Search code examples
pythonsparqldbpediardflib

RDFlib query not working


I wrote a Python script that should be able to run through a list of dbpedia URI's and run a query on them. However, for some reason I get an error on

qres = g.query(query) 

when I run this code. Does anyone know why this happens and how I could fix this?
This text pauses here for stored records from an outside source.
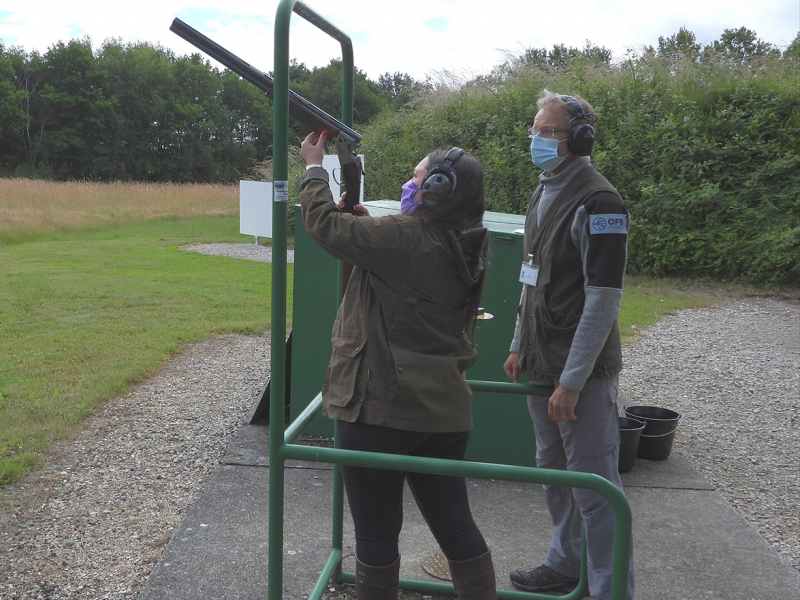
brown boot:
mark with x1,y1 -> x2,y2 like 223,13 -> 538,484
356,556 -> 400,600
447,552 -> 497,600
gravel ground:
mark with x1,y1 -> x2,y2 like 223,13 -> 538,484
0,244 -> 800,600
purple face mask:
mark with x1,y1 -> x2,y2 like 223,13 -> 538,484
400,179 -> 419,213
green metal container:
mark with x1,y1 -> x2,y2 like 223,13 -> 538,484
289,200 -> 536,466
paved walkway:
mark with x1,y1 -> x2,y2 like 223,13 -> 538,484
138,425 -> 800,600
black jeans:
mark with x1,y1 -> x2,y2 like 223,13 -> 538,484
339,421 -> 488,567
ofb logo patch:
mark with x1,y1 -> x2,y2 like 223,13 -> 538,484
589,214 -> 628,235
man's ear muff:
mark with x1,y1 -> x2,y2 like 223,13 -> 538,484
419,148 -> 464,204
561,96 -> 597,156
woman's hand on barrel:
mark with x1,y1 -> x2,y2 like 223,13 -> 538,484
300,131 -> 328,165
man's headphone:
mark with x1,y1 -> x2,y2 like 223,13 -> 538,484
419,148 -> 464,204
561,96 -> 597,156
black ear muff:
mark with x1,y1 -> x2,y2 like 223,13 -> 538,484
561,96 -> 597,156
419,148 -> 464,204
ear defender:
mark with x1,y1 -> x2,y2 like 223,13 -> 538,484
561,96 -> 597,156
419,148 -> 464,204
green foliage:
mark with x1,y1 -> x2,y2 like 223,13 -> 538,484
364,28 -> 800,285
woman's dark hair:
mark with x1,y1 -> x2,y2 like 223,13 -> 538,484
413,150 -> 489,335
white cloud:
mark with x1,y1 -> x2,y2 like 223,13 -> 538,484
0,0 -> 800,79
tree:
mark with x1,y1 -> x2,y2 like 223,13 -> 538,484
0,42 -> 26,171
706,27 -> 780,66
658,27 -> 701,64
41,37 -> 119,178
I'm really stuck and I'm getting behind on my thesis timeline so the stress is really building.

Code:

import rdflib
import csv
import pandas as pd

colnames = ['Link']

list2 = pd.read_csv('C:/Users/Frank/Google Drive/Master Scriptie/testtest3.csv', sep=',', header=None, usecols=[2], names=colnames)
saved_column = list2.Link 
outputfile = open('C:/Users/Frank/Google Drive/Master Scriptie/code files/dbpedia_output/test_dataset_uri_subject.csv', 'w')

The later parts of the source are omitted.